Rekabetin en zor yanı ayakta kalmaktır, tarih rekabete cesaret edemeyenlerin “entrika”ya başvurdukları örneklerle doludur.
Fenerbahçe bizzat devlet içinde yaşayan devlet yetkisi kullanan bir grup tarafından saldırıya uğramış ama devlet suçluları tespit ettiği halde kulübün zararını karşılamamış, tam tersi rakipleri tesis, vergi, hibe devlet desteği ile ayakta tutulmuş Fenerbahçe’ye ise 1 metrekare arazi için kira talebi düşmüştür.
Fetö, Ağar, siyaset taraf olmuştur.
İşte İsviçre lig sonuncusu karşısında düşülen ve ülkemizi 3. dünya ülkesi futbolu konumuna getiren durumun özeti budur.

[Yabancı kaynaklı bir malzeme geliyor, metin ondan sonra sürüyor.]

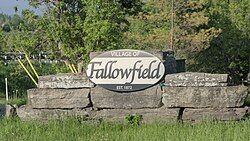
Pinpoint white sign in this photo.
[87,49,165,92]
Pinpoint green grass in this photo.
[244,95,250,106]
[0,119,250,141]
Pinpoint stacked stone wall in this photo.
[17,72,249,122]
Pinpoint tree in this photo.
[124,0,171,50]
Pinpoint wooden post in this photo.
[5,78,9,101]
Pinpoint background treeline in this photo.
[0,0,250,96]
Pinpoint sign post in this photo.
[5,78,9,101]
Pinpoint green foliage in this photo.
[0,98,27,106]
[185,1,250,84]
[125,114,142,125]
[0,118,250,141]
[124,0,170,50]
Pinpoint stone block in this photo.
[38,73,94,89]
[91,86,162,109]
[17,106,89,120]
[164,72,228,87]
[162,86,247,108]
[92,107,180,123]
[28,88,90,109]
[182,108,247,121]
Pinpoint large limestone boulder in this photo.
[162,86,247,108]
[28,88,90,109]
[182,108,247,121]
[92,107,180,123]
[38,73,94,89]
[164,72,228,87]
[91,86,162,109]
[17,106,90,120]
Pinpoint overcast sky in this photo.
[0,0,42,15]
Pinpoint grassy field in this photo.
[0,119,250,141]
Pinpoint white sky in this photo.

Sadece oyunumuz ile değil oyuncu tekmelemek gibi terbiyesizliğimiz de ülke futbolunu dibe vurdurmuştur.
Hak etmediğiniz size bahşedilen hiçbir şey size ait değildir, her zaman size onu veren kişiye aittir.
Gerçekler Euro 2024’de, Şampiyonlar Ligi’nde, rakibin 10 kişi kaldığı maçlarda ortaya çıkar.
Artık hiç şüphe yok ki Önder Özen’in oğlu haklıdır ve o da oğlundan özür dilemelidir.
Sadece o değil, Fenerbahçe’ye düşman olursam ballı yorumculuk kaparım diye son 13 yıldır Fenerbahçe ırkçlığı yapan herkesin foyası ortaya çıkmıştır.